En réalité, le Qatar est un pays artificiel… il n’existe que parce qu’on s’en accommode ; parce que ses richesses s’investissent dans les opérations économiquement rentables pour l’occident et par ce souci du monde se prétendant civilisé, d’éviter ses erreurs du passé qui l’ont poussé à faire les sales besognes par ses peuples, à les subventionner par ses moyens et à assumer seul les conséquences morales de ses guerres.
Le Qatar et el Djazira ont été montés de toutes pièces pour les besoins de la cause du monde dit « civilisé » afin d’instaurer l’instabilité chronique dans ces contrées du Sud qui ont plus besoin d’un plan Marshall pour rattraper l’immense retard technologique, infrastructurel et social que de démocratisme débridé qui entretient surtout les clivages raciaux, tribalistes, régionalistes, ethniques et religieux et qui ne donnera aux peuples ni le confort ni la pitance mais seulement une illusion de liberté qui ne fera pas d’eux de meilleurs cadavres…

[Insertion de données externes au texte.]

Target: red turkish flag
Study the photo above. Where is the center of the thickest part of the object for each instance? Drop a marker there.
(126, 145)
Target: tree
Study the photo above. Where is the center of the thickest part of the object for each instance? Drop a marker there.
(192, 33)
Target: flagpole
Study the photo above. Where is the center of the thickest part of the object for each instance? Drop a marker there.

Il y’a fort heureusement des prémices d’une prise de conscience qui se manifeste avec conviction et résolution chez ces peuples et, au vu de la perte d’audience de cette chaine qui se prétend libératrice et qui mobilise ses nuées de bousiers à chaque fois qu’elle sent une odeur d’excrément, il faut espérer que nous constaterons bientôt les effets du vrai printemps qui nous débarrassera enfin de cette gorgone et de tous les acteurs de nos tragédies qu’elle a réussi à créer en leur donnant l’hospitalité de ses plateaux , la publicité pour leurs méfaits et peut-être aussi les moyens matériels et financiers de leur vilaine politique.